Eso sólo Dios lo puede evitar. Es obvio que, como todo jovencito de 19 años, tiene que mejorar en muchos aspectos, especialmente en ciertos detalles defensivos.

Con esto no digo que es un mal jugador defensivo, no. Él tiene un instinto natural para atrapar rebotes y para bloquear lances que resalta a la vista de todos.

He visto varios partidos en la actual corrida de los Gatos Salvajes de Kentucky y, aparte de que se mete en problemas de faltas con facilidad, también fallas en seguimientos defensivos y otras veces no rolea a tiempo en ‘pick and roll’.

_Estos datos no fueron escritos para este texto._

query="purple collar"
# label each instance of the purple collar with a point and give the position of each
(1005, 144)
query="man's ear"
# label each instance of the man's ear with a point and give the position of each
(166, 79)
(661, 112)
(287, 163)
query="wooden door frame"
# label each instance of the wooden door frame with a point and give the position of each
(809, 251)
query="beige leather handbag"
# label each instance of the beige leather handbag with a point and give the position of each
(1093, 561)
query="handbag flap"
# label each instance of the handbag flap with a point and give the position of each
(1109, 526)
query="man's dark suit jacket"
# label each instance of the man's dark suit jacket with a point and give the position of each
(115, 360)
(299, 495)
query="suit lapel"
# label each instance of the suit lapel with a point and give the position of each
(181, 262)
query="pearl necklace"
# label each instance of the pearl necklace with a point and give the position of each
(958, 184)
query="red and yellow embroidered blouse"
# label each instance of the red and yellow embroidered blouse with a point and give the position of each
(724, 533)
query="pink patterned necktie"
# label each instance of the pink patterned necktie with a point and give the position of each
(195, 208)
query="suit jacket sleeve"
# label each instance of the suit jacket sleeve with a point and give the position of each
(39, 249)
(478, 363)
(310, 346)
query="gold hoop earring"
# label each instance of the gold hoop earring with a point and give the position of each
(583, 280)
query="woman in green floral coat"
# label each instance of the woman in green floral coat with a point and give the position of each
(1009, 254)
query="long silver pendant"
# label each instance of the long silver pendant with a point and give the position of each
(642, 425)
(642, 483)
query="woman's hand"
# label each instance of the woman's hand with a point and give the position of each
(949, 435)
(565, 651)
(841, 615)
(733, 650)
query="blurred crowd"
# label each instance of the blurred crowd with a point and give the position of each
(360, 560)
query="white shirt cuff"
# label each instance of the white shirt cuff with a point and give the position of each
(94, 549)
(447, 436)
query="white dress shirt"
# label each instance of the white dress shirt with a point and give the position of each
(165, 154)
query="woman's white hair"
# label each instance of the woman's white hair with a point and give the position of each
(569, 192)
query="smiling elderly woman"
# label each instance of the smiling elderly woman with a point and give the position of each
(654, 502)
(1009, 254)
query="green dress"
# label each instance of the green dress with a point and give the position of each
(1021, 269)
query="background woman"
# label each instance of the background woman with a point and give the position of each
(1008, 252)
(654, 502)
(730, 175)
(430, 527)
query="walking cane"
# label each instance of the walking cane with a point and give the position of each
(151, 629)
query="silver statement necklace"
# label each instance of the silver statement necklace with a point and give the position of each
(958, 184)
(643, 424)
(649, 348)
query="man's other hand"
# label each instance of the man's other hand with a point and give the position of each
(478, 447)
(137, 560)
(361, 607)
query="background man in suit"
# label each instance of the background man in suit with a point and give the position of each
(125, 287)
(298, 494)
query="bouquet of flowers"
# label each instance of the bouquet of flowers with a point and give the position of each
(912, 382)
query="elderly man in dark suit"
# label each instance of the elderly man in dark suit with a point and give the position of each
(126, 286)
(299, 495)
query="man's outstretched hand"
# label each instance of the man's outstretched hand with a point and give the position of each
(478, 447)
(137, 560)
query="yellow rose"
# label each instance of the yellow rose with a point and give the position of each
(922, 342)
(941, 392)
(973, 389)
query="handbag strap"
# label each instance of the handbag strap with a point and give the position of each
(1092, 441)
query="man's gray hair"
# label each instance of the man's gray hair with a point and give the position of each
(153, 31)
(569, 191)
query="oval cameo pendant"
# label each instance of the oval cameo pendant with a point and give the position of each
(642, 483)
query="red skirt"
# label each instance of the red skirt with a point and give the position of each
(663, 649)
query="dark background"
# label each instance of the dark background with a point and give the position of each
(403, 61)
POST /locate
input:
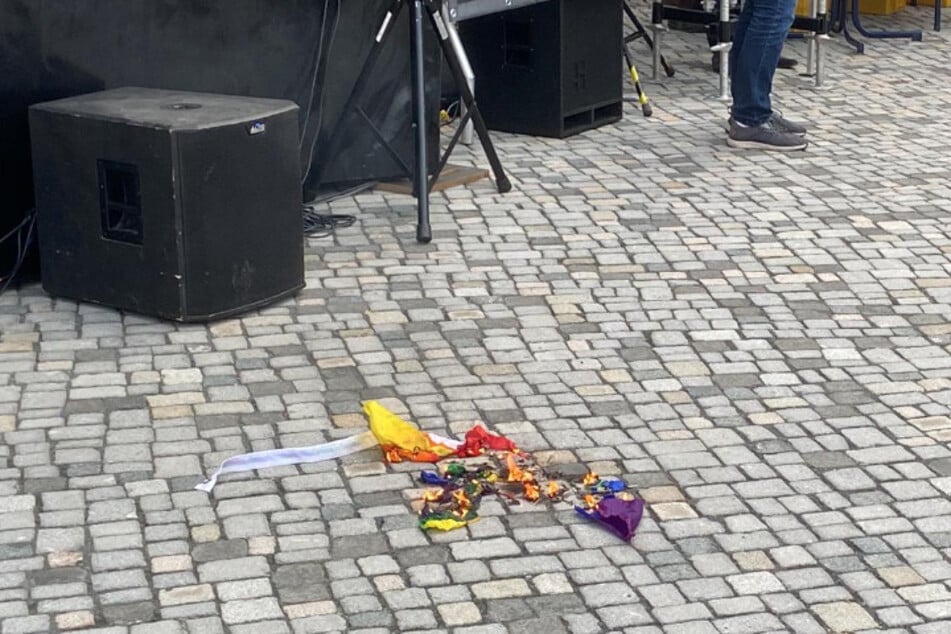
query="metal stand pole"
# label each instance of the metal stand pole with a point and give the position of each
(424, 232)
(820, 39)
(723, 47)
(658, 27)
(811, 46)
(467, 71)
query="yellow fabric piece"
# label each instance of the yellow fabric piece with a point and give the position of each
(391, 431)
(443, 525)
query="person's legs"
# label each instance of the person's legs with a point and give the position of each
(713, 38)
(758, 41)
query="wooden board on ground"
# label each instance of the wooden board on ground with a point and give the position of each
(451, 176)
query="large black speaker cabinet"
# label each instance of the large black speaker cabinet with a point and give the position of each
(307, 51)
(549, 69)
(181, 205)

No es buena señal que, por problemas de faltas, el dirigente Calipari tenga que usar la estrategia de sentarlo en defensa y tenerlo en juego en ofensiva. Llegó un momento, en la segunda mitad del juego contra Notre Dame el sábado, cuando aún no estaba metido en faltas, que Calipari lo sacó por menos de un minuto cuando era el hombre más caliente en ofensiva.

Muchos, a través de las redes, criticaron al reputado coach por la decisión, pero pocos se fijaron que en jugadas anteriores había cometido errores defensivos.

Eso, en lo absoluto, le quita la categoría de bestia, pero mucho menos lo descalifica para estar en la NBA en la temporada próxima. Es que Karl tiene un mundo por aprender y por progresar y estoy seguro de que será un mejor jugador de lo que es ahora.

Por eso no me preocupo de que no sea número uno, número dos o número mil en el próximo sorteo de novatos de la NBA, pues después de todo, eso no es lo más importante.

Lo que deseo es que llegue, se mantenga y sea una estrella en la liga estadounidense por mucho tiempo. En términos de dinero, la diferencia entre un primer pick y en relación con un segundo, tercero o cuarto, es muy poca, pero si nos vamos a la atención, y, por consiguiente, a la presión que eso genera, la brecha es abismal.

Por eso me recuerdo de Anthony Bennett, Michael Olowokandi, Kwame Browny Greg Oden. ¿Los recuerdan?